The laws imposed a 1.30am last-entry time on venues serving alcohol and a no-alcohol restriction after 3am in the city centre, among other restrictions.

But critics said the laws damaged nightlife in Sydney, which has a population of about five million, and turned it into a "ghost town".

To inject more life into the city, the state government plans to lift the 1.30am entry ban and to allow bars and other venues to serve drinks for an additional 30 minutes until 3.30am. Restrictions on serving cocktails and shots of alcohol after midnight will also be removed.

Liquor shops across the state will be allowed to sell alcohol for an hour more, with closing times extended from 11pm to midnight from Monday to Saturday. Closing time on Sunday will remain at 11pm.

New South Wales Premier Gladys Berejiklian said the extended time for last drinks will put Sydney in line with other global cities such as New York and Singapore.

"In places like New York, it's 4am, in Singapore it's 4am and in Los Angeles it's 2am. So 3.30am certainly compares to what other cities are doing," she told reporters last month.

"Sydney has transformed dramatically over recent years, and we need to ensure we have a strong and vibrant night-time economy that reflects our position as Australia's only truly global city."

In Singapore, bars and clubs in Clarke Quay stop selling liquor by 4am on Sundays and public holidays, and by 3am during the rest of the week. In public places like parks and Housing Board void decks, alcohol consumption is not allowed from 10.30pm to 7am.

In Sydney, even before the laws were introduced, the city had a reputation for a relatively lacklustre late-night culture. Many popular drinking venues shut at midnight, and restaurants often stopped taking orders at around 9.30pm.

The legislation had prompted widespread opposition from the hotel and alcohol industry, as well as protests from groups representing young people who claimed that the measures were ruining Sydney's nightlife and live music scene. It even spawned a political party called Keep Sydney Open.

City of Sydney councillor Jess Scully welcomed the changes, saying the measures had cost A$16 billion ($14.9 billion) a year in lost revenue and "tarnished our reputation as a fun, global city".

She denied claims that drunken violence would increase, saying problem drinking among young Australians has fallen in recent years. She said the rise of ride-sharing apps and improved public transport have helped people to move around more easily and safely.

"We found ourselves constantly defending our city from accusations of being boring, that the nanny state had driven Sydneysiders onto the couch, with only Netflix and Uber Eats where our social lives used to be," she wrote in The Sydney Morning Herald.

"Our city hasn't been allowed to shine these last few years but... we can make it sing again."

But doctors and health workers urged the government to keep the restrictions, saying the laws had helped to reduce the number of alcohol-related assaults. Some said that allowing liquor stores to stay open for an additional hour would increase domestic violence incidents.
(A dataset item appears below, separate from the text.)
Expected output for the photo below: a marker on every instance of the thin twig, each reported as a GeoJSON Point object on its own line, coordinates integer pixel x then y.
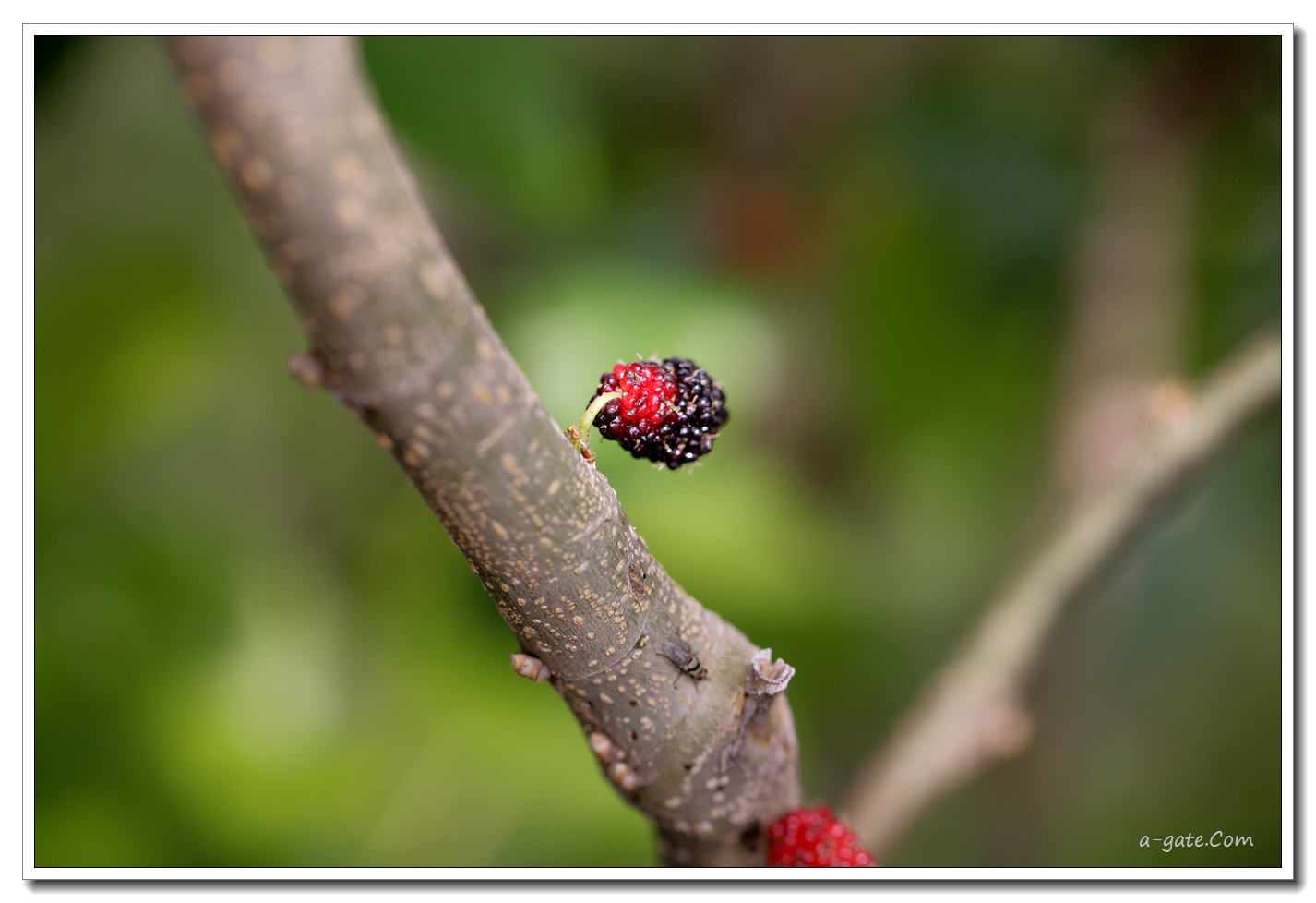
{"type": "Point", "coordinates": [972, 714]}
St Vincent's Hospital, a large inner-city hospital in Darlinghurst, called the changes "disappointing". It said the laws had saved it hundreds of thousands of dollars in medical costs.

"More alcohol equals more harm," Dr Paul Preisz, an emergency medicine specialist at the hospital, told ABC News. "We can't be clearer than that."

A parliamentary committee earlier this year found that the laws had decreased rates of violence in the city centre, but had also reduced the city's vibrancy and hurt its night-time economy.

"We want everyone to be able to enjoy this from day through to twilight, and into the night, and to do so in a safe, fun and vibrant atmosphere," said the committee's chair, Ms Natalie Ward, in its report.

The government plans to review the changes to the lockout laws in 12 months.